ExperimentSequenceDict
(experiment_sequence_dict: dict[Any, ExperimentSequence])[source]¶ Bases:
collections.UserDict
-
aggregate_metrics
(return_all_metrics_with_same_length: bool = True, **kwargs: Any) → dict[str, np.typing.NDArray[np.float32]][source]¶ Aggreate metrics across experiment sequences.
Given a list of metric names, aggreate the metrics across different experiment sequences in a dictionary indexed by the metric name.
- Parameters
get_experiment_name (Callable[[str], str]) – Function to map the given key with a name.
metric_names (list[str]) – Names of metrics to aggregate.
x_name (str) – The column/meric with respect to which other metrics are tracked. For example steps or epochs. This aggregated values for this metric are also returned.
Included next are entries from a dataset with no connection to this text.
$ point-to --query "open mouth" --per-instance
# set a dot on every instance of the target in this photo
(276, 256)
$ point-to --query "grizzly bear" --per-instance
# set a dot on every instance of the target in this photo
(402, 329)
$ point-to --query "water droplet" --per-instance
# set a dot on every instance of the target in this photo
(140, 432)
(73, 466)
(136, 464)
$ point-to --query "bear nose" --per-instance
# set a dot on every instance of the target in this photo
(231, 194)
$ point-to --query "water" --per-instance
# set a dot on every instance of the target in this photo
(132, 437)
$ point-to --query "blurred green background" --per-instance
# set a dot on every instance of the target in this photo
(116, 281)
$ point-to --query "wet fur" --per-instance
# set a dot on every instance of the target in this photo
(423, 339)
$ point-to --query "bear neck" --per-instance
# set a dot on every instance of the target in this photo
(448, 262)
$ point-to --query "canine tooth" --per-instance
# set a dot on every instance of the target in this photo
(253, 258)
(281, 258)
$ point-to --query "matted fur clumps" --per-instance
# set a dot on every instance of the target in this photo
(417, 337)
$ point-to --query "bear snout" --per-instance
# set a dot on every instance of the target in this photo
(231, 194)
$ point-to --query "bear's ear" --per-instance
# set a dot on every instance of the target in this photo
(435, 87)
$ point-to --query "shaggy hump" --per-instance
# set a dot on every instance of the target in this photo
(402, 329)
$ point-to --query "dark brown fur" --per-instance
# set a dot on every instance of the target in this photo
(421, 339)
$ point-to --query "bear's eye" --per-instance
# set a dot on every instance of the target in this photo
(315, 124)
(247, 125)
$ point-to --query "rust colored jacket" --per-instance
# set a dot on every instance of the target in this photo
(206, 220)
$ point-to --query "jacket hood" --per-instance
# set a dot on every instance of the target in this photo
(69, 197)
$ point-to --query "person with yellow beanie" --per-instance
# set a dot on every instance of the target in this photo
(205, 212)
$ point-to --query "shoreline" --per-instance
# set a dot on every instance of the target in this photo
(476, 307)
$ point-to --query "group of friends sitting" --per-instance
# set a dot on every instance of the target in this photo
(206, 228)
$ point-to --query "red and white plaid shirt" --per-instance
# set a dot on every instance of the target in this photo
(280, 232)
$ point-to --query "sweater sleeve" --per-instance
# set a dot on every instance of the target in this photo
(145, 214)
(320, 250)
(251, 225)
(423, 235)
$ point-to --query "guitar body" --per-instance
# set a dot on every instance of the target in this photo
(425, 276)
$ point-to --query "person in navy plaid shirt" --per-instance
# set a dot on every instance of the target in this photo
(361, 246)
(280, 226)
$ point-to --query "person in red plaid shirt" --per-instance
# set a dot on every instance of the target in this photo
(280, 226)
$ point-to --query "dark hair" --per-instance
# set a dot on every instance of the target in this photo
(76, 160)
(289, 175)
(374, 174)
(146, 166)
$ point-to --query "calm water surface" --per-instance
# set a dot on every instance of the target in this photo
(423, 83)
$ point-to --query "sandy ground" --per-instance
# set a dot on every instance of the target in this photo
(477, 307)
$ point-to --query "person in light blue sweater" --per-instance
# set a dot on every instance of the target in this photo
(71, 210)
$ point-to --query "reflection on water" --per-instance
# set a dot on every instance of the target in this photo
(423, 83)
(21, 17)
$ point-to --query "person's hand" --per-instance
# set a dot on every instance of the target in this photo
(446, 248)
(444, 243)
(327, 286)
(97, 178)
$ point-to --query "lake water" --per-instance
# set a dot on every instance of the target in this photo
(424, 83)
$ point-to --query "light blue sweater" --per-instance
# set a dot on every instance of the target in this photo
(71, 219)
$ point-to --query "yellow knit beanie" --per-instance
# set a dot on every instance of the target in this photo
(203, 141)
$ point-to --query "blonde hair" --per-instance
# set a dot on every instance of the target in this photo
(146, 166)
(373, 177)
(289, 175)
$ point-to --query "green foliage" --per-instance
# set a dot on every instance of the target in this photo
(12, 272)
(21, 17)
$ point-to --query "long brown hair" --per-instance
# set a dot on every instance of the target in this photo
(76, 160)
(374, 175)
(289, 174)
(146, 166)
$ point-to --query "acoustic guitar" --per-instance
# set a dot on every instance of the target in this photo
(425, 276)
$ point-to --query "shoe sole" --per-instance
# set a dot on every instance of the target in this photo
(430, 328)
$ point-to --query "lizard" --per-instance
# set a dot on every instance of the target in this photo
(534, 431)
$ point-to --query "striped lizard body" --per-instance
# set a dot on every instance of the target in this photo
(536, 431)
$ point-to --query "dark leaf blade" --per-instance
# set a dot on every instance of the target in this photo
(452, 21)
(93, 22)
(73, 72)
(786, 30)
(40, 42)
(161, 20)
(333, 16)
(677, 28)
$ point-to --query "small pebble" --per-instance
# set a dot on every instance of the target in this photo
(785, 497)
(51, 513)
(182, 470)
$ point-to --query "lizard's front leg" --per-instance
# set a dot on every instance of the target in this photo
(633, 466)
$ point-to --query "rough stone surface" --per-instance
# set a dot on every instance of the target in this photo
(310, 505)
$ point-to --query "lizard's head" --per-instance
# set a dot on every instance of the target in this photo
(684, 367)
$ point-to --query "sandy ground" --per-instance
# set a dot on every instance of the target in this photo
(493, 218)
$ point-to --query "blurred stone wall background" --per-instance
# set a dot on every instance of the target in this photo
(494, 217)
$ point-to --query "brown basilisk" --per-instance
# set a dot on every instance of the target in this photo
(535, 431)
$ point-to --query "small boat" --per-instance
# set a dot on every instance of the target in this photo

mode (str) – Mode when selecting metrics. Recall that experiment.metrics is a dictionary mapping modes to dataframes.
- Returns
- dictionary mapping metric name to 2-dimensional
numpy array of metric values. The first dimension corresponds to the experiments and the second corresponds to metrics per experiment.
- Return type
dict[str, np.typing.NDArray[np.float32]]
-
filter
(filter_fn: Callable[[str, xplogger.parser.experiment.experiment.Experiment], bool]) → ExperimentSequenceDict[source]¶ Filter experiment sequences in the dict.
- Parameters
filter_fn – Function to filter an experiment sequence
- Returns
A dict of sequence of experiments for which the filter condition is true
- Return type
-
-
xplogger.parser.experiment.experiment.
deserialize
(dir_path: str) → xplogger.parser.experiment.experiment.Experiment[source]¶ Deserialize the experiment data stored at dir_path and return an Experiment object.
xplogger.parser.experiment.parser module¶
Implementation of Parser to parse experiment from the logs.
-
class
xplogger.parser.experiment.parser.
Parser
(parse_config_line: Callable[[str], Optional[Dict[str, Any]]] = <function parse_json_and_match_value>, parse_metric_line: Callable[[str], Optional[Dict[str, Any]]] = <function parse_json_and_match_value>, parse_info_line: Callable[[str], Optional[Dict[str, Any]]] = <function parse_json>)[source]¶ Bases:
xplogger.parser.base.Parser
Class to parse an experiment from the log dir.
-
parse
(filepath_pattern: Union[str, pathlib.Path]) → xplogger.parser.experiment.experiment.Experiment[source]¶ Load one experiment from the log dir.
- Parameters
filepath_pattern (Union[str, Path]) – filepath pattern to glob or instance of Path (directory) object.
- Returns
Experiment
-
xplogger.parser.experiment.utils module¶
Utilit functions to work with the experiment data.
-
xplogger.parser.experiment.utils.
concat_metrics
(metric_list: list[ExperimentMetricType]) → ExperimentMetricType[source]¶ Concatenate the metrics.
- Parameters
metric_list (list[ExperimentMetricType]) –
- Returns
ExperimentMetricType
-
xplogger.parser.experiment.utils.
mean_metrics
(metric_list: list[ExperimentMetricType]) → ExperimentMetricType[source]¶ Compute the mean of the metrics.
- Parameters
metric_list (list[ExperimentMetricType]) –
- Returns
ExperimentMetricType
-
xplogger.parser.experiment.utils.
return_first_config
(config_lists: list[list[ConfigType]]) → list[ConfigType][source]¶ Return the first config list, from a list of list of configs, else return empty list.
- Parameters
config_lists (list[list[ConfigType]]) –
- Returns
list[ConfigType]
Module contents¶
Module to interact with the experiment data.